Saturday, April 14, 2012

Dumb Luck, Stupid Ambition

Cynthia has made it public that she’s going to run a half marathon in two months. “It’s the Slacker Half,” she says, as if its name’s a beacon for mildly ambitious weekend runners. Cynthia’s only run a 5K so far, and that was a struggle.

The truth is, she’s scared pissless. And excited.

The Slacker Half Marathon is so named because it’s a downhill course with a 2,230 foot descent. It begins at Loveland Ski Area, 10,630 feet above sea level. Cynthia lives in Fort Collins, Colorado where the elevation is a few feet below the Mile-High City. The climb alone will suck the air from her lungs. And the descent will wreak havoc on her ankles. I don’t tell her that. She’s already scared pissless.

She’s started her training. She ran two miles yesterday. She finished it in 22:35. She posted her route on her Facebook page with the caption: “Just need to add another 11 miles to that by the end of June. Crap.”

She’s got guts. She’s got ambition. And she’ll run the Slacker Half and finish in just over three hours, even if she hobbles through stress fractures and stomach cramps, because she’s stubborn.

Ambition leeches off those who are foolhardy. There’s something admirable about that degree of recklessness.

Cynthia’s a lot like Mike, a newbie swimmer who swims in my lane during strokes class. Mike’s got a powerful build in the shoulders and when he tires during intervals he muscles through the water to the end. He wants nothing more than to lock into the perfect stroke and hold it. “It just kills me that I can’t do it,” he says.

He’s got a lot riding on a good stroke, at least one that will carry him for just over a mile-long swim without tiring his body. He’s signed up for a long-distance triathlon, a distance comparable to the Ironman 70.3. After the swim, he’ll transition to a 56 mile bike ride, then to a 13.1 mile run, a distance totaling 70.3 miles.

“On the bike, I’m strong,” he says. “And I’m fine on the run.” But in the water, he’s as tight and nervous as an electrically-charged wire. “When I signed up, my friends told me not to worry about the swim. I’ll be in a wetsuit. I’ll be buoyant.” At least, there’s that.

The 70.3 is in July. He’ll most likely not perfect his stroke by then. But when morning comes and he’s standing at the foot of the cold Horsetooth Reservoir, he’ll feel the tinges of nervousness and excitement churn in his bowels and he’ll dive in somewhere mid-pack and muscle his way to the finish, looking forward to coasting on his bike where he feels strong and confident and competitive.

The desire to want more, to crave, to pine for something beyond what we already have, in part defines what it means to be human. Cynthia and Mike might fail, but their efforts are nothing to shrug at. Like McMurphy in Kesey’s One Flew Over the Cukoo’s Nest, they’ll be able to say, “But I tried, though…Goddammit, I sure as hell did that much, didn’t I?”

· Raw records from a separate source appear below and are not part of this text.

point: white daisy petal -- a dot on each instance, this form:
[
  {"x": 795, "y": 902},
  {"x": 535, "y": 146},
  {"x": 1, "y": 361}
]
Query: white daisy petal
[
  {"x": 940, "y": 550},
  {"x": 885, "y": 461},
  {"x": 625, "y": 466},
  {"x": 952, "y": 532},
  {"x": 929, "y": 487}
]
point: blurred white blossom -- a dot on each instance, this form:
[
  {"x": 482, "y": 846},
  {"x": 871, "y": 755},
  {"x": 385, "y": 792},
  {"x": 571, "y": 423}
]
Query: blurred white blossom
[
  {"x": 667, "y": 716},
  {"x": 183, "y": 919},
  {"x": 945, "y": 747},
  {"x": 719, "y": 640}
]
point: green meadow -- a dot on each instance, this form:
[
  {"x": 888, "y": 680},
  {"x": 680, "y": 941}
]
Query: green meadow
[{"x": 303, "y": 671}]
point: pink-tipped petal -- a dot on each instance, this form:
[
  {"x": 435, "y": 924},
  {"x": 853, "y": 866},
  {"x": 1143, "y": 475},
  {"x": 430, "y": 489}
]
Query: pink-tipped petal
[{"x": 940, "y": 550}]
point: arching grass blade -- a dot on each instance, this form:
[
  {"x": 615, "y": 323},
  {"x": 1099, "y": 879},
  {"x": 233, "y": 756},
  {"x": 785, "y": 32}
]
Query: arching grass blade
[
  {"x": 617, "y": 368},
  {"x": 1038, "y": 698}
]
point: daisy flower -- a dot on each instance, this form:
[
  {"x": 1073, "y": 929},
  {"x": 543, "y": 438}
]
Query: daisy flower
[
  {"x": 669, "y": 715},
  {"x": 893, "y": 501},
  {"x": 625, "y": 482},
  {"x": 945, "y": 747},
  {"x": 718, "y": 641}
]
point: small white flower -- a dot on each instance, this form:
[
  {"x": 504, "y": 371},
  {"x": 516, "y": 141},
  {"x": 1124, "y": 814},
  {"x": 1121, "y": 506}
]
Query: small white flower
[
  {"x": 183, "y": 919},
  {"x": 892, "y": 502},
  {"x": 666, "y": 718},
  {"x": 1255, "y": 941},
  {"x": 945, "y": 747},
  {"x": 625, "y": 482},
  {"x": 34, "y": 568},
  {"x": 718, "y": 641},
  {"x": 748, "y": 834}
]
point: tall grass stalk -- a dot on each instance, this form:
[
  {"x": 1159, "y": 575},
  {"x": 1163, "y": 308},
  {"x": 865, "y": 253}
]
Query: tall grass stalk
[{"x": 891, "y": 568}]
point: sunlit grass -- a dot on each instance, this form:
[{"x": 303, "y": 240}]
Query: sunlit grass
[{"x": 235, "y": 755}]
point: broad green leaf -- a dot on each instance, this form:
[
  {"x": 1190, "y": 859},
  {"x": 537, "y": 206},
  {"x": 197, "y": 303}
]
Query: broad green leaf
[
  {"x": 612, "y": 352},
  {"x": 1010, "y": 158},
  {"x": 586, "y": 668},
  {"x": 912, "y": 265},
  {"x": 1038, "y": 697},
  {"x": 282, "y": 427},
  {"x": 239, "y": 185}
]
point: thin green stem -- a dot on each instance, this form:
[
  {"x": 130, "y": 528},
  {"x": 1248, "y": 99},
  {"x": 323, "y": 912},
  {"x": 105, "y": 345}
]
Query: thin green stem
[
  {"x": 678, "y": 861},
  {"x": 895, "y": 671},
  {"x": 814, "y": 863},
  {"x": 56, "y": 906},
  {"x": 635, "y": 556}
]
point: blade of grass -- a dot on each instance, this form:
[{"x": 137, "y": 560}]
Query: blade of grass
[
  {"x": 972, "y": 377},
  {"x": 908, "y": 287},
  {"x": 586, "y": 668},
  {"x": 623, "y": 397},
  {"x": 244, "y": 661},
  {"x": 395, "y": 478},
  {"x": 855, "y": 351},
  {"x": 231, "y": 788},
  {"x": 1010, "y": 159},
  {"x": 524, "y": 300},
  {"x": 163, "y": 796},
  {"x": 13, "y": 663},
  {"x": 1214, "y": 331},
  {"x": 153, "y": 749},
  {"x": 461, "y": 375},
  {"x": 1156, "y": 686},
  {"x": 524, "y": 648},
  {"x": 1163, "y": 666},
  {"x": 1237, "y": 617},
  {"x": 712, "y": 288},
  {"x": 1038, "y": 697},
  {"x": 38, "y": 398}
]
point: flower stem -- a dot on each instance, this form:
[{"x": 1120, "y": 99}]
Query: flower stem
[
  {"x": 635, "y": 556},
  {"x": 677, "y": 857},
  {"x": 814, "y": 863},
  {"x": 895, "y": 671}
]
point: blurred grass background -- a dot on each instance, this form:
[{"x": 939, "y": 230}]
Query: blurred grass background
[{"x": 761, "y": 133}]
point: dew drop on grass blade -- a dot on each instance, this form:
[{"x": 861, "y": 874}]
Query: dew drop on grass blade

Occasionally, someone with that kind of reckless ambition succeeds. When my friend Peter told me that he wanted to publish a novel and be famous I regarded his comment as a silly, naked aside, easy to throw away. When he told me he was writing a horror-genre novel because “it’s fun to blow off steam and kill a few zombies every night,” it sounded like the literary equivalent of playing a video game. When he told me that he sold his novel to Random House, my jaw dropped.

Writing a novel is its own kind of endurance test. Peter didn’t just write one during the three years he spent working on a Master of Fine Arts degree at Colorado State University; he wrote several. It was ambitious to throw his chips into such a strange, risky lottery. But he did and he came up a winner. What dumb luck.

In just a few months, Cynthia and Mike will stress their bodies beyond what they are prepared to endure. They will hurt and they will suffer. And with a little dumb luck, they might succeed.